A transcoder asks a sharper question: what is this specific MLP computing? Its input is the MLP's input, its output is the MLP's output, and its training loss is the mismatch between them. The k features that fire on any given token are the transcoder's claim about which k operations the MLP performed for that token.
If a trained transcoder approximates the MLP well, you can swap it in at
inference and the downstream network barely notices. Now every contribution
the "MLP" makes to the residual stream is a sum of k = 32
named feature directions. That gives circuit tracing a place to stand: you can attribute
a downstream feature's activation to specific upstream features by following the decoder
weights, because the decoder weights are the model (under the swap).
With an SAE you can read what's in the stream but not who put it there. A
transcoder-replaced layer makes the "who put it there" question answerable
by inspection of W_dec.
Everything else. Same TopK sparsity. Same unit-norm decoder constraint. Same pre-bias trick. Same AdamW. Same dead-feature concerns. From a training-code perspective, a transcoder is an SAE with one loss-target swap.
The activation harvest. Right now we save the layer-12 residual stream only (one vector per token).
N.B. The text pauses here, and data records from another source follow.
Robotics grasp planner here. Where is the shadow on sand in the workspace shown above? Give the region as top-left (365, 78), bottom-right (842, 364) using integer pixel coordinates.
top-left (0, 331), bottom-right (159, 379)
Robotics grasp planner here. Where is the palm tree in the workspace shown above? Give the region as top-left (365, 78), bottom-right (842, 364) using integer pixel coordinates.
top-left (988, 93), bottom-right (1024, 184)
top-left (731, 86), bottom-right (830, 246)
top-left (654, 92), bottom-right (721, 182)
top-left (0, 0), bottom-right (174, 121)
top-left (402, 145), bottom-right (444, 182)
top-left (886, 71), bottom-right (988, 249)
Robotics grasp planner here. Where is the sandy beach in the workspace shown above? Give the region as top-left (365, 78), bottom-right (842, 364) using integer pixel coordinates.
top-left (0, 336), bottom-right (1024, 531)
For a transcoder we'd need two tensors per token: the pre-MLP residual (input) and the MLP's output (target). That's 2× the disk footprint and a slightly more invasive hook setup, but otherwise the same harvest script.
Transcoders aren't a replacement for SAEs — they're a complementary tool for a different question. The field also has crosscoders (span multiple layers or models at once) and earlier dictionary-learning approaches. SAE / transcoder / crosscoder are three points on the same design space: sparse over-complete codes pointed at different signals in the network.
| field | value |
|---|---|
| source model | google/gemma-2-2b |
| site | model.model.layers[12].mlp (drop-in across the MLP) |
| encoder input | pre-MLP residual stream (LayerNorm'd, same as MLP's input) |
| decoder output | predicts the MLP's output (post-GeGLU, pre-residual-add) |
| d_model | 2304 |
| MLP hidden (GeGLU) | 9216 |
| n_features | 18,432 (= 8 × d_model) |
| k (TopK) | 32 |
| loss target | the MLP's actual output, not the residual stream |
| loss | MSE (∥mlp_out − mlp_out_hat∥²) |
| decoder norm constraint | 1.0 per row (same as SAE) |
| training data | would need fresh harvest of (pre-MLP, post-MLP) pairs at layer 12 |
| parameter | shape | count |
|---|---|---|
| W_enc | (18,432, 2304) | 42.5 M |
| b_enc | (18,432,) | 18.4 k |
| W_dec | (18,432, 2304) | 42.5 M |
| b_dec | (2304,) | 2.3 k |
| Total | 85.0 M |
Identical to the SAE in parameter count. The architecture is the same shape — encoder + sparse latent + decoder. What changes is what we point the decoder at during training.